|Title||CO2 distribution in groundwater and the impact of groundwater extraction on the global C cycle|
|Publication Type||Journal Article|
|Year of Publication||2009|
|Keywords||Carbon dioxide, CO2, Global carbon cycle, groundwater, Groundwater extraction|
Growing population and wealth, agricultural expansion, changing land use, and mechanized irrigation increase the demand on water resources. Groundwater accounts for about 20% of global water use, with agriculture the largest consumer. Groundwater CO2 partial pressures are typically ∼ 10–100 times higher than atmospheric, so CO2 degassing is an unavoidable consequence of groundwater extraction.

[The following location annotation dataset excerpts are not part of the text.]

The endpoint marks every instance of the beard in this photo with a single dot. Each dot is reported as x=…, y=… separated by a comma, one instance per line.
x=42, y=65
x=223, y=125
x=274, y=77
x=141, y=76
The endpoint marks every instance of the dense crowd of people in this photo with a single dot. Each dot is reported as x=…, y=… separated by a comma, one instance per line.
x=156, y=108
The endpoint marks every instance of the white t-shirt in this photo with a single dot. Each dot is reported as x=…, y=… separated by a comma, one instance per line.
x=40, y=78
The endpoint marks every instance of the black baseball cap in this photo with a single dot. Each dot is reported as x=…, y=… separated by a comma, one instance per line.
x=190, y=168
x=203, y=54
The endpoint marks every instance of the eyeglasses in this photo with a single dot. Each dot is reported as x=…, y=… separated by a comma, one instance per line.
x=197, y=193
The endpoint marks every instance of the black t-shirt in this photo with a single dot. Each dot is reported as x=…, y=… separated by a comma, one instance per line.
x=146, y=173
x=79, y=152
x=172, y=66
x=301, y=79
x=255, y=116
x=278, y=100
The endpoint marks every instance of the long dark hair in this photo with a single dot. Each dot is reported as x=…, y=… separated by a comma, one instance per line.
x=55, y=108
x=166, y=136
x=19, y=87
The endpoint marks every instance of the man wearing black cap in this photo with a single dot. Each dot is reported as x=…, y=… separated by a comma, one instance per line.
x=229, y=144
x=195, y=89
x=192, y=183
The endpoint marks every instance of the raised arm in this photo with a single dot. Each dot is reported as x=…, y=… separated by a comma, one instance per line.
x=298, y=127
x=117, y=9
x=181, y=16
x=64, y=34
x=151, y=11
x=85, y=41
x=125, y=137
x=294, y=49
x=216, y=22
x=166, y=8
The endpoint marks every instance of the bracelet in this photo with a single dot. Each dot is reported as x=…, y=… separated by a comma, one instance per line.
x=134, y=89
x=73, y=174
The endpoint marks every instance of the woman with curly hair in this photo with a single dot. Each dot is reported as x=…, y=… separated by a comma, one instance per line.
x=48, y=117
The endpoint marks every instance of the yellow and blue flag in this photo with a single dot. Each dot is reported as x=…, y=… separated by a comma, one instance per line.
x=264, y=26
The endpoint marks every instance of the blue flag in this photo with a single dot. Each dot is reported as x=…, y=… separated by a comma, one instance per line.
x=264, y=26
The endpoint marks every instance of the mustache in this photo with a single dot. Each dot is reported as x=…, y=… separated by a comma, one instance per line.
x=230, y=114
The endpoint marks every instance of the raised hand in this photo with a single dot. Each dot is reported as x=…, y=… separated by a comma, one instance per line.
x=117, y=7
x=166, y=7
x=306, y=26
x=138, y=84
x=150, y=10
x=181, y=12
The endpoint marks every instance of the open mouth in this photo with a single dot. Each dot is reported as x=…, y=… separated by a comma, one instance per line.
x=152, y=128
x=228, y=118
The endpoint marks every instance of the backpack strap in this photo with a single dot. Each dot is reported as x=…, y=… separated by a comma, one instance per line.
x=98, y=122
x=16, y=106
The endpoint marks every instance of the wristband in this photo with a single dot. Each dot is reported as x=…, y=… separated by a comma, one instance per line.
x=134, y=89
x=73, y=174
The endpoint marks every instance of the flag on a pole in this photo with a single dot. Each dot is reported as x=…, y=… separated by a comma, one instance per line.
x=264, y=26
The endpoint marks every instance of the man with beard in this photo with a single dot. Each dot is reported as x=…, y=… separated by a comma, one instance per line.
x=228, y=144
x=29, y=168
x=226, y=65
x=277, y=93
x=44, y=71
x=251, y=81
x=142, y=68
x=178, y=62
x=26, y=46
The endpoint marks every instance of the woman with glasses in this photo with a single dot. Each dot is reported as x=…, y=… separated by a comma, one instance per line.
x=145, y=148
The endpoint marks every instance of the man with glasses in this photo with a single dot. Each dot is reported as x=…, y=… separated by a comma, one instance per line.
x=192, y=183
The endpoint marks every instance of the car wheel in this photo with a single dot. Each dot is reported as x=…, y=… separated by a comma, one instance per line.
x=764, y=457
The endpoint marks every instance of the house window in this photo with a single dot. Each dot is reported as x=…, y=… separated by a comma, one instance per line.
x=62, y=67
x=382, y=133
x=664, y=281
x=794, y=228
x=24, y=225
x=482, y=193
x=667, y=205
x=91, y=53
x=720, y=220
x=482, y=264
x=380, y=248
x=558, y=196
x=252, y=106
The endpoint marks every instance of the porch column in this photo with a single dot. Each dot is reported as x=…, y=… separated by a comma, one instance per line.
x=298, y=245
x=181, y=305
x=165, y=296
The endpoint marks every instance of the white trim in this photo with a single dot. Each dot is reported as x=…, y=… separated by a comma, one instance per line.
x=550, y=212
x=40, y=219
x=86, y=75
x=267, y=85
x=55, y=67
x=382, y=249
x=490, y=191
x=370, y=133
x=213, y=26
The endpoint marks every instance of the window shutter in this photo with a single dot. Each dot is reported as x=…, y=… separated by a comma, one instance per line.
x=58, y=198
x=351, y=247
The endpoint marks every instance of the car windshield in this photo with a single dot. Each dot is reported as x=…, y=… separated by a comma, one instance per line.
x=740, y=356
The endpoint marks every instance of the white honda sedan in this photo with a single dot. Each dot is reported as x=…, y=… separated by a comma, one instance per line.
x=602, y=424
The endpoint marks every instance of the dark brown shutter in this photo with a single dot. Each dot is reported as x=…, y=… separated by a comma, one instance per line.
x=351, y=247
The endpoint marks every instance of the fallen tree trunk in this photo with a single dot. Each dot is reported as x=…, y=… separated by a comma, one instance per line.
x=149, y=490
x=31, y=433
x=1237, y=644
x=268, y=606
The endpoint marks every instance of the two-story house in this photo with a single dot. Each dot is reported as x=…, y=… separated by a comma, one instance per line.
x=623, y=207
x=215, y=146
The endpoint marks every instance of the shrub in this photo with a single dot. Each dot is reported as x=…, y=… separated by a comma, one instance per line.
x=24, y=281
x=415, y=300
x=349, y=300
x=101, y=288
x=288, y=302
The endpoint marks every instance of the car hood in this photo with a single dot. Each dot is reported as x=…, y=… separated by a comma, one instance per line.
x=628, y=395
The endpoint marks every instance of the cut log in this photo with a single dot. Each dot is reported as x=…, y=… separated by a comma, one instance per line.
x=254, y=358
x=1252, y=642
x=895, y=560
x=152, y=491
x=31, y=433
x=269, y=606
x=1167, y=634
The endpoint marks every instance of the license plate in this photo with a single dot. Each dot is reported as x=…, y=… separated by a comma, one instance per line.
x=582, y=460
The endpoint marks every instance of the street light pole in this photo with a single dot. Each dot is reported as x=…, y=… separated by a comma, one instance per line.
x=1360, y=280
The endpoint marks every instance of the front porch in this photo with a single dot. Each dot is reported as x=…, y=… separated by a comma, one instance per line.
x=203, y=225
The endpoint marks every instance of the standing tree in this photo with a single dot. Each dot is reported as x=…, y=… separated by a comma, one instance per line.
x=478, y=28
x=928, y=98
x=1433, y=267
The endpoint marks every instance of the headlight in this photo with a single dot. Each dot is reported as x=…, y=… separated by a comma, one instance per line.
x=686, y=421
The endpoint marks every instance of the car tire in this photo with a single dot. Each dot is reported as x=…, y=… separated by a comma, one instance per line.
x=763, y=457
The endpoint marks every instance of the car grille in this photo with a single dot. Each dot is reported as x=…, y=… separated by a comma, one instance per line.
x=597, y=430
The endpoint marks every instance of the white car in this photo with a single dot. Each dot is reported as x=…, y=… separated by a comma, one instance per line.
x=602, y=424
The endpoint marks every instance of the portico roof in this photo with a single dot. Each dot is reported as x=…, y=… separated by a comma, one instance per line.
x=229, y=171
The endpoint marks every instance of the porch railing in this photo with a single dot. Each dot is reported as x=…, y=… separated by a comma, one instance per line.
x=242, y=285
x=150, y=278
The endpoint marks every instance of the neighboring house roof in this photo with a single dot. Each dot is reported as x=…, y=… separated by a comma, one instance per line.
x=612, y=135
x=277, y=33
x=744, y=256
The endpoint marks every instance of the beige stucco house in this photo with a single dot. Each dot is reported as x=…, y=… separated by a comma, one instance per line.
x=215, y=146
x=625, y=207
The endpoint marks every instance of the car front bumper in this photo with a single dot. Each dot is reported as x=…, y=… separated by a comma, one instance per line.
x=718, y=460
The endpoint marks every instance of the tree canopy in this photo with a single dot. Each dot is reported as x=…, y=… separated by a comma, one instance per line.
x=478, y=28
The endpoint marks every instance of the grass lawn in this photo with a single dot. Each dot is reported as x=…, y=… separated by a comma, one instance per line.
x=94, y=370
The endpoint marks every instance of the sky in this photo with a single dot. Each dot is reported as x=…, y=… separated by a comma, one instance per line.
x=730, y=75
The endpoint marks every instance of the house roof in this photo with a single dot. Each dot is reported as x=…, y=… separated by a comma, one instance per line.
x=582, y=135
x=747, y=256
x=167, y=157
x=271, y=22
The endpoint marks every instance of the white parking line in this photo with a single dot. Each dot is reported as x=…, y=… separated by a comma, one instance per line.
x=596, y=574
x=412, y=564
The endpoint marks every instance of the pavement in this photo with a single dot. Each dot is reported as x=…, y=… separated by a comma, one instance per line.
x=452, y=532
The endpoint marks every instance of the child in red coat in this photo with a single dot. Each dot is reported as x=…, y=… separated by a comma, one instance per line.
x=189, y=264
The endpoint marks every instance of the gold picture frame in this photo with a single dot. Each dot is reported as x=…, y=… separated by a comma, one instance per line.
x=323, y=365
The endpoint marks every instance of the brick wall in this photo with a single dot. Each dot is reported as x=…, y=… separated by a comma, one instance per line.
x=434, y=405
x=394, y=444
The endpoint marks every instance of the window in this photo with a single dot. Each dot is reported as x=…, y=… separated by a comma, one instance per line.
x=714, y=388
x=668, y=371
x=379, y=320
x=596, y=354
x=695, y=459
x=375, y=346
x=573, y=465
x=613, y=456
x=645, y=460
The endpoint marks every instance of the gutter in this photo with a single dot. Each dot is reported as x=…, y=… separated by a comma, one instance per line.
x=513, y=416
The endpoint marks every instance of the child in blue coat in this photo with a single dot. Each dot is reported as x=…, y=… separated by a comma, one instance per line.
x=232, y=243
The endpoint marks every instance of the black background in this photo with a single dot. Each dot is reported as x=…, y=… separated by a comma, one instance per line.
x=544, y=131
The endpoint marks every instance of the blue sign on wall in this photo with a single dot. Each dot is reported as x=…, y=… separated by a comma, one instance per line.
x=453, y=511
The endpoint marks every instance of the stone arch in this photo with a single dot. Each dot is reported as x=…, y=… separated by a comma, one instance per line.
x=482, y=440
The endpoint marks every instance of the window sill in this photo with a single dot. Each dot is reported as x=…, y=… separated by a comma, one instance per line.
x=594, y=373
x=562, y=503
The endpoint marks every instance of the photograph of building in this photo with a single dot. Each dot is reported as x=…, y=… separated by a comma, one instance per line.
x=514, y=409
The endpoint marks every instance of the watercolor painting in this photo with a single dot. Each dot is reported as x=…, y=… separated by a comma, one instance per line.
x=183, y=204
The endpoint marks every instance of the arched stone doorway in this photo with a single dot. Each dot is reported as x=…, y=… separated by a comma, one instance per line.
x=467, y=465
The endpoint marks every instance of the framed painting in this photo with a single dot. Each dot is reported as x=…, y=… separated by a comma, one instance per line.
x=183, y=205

For regional studies, very good estimates of groundwater CO2 in clastic aquifers can be calculated for temperate-climate regions from: log10(pCO2)=log10(HCO−3)−pH+7.749 where the constant is the sum of the negative logarithm (base 10) of the Henry's Law constant for CO2 and first association constant for H2CO3 at 13 °C, and titration alkalinity can be substituted for activity of HCO3−. Groundwater CO2 is not uniformly distributed in groundwater, being most variable near the water table, lowest at intermediate depth, and highest in deep aquifers where non-potable water is typical. Geochemical speciation modeling is required to assess CO2 released when groundwater equilibrates with the atmosphere. A suite of potable water types were modeled for this purpose, with the result that current groundwater production is estimated to release ∼ 0.01 to 0.03 Pg C year− 1, similar to CO2 from volcanic emissions and ∼ 200 times less than other human-sourced CO2 emissions. Determination of dissolved CO2 depends on accuracy of pH measurements: CO2 released due to groundwater use may be underestimated if reported pH measurements do not represent in situ pH.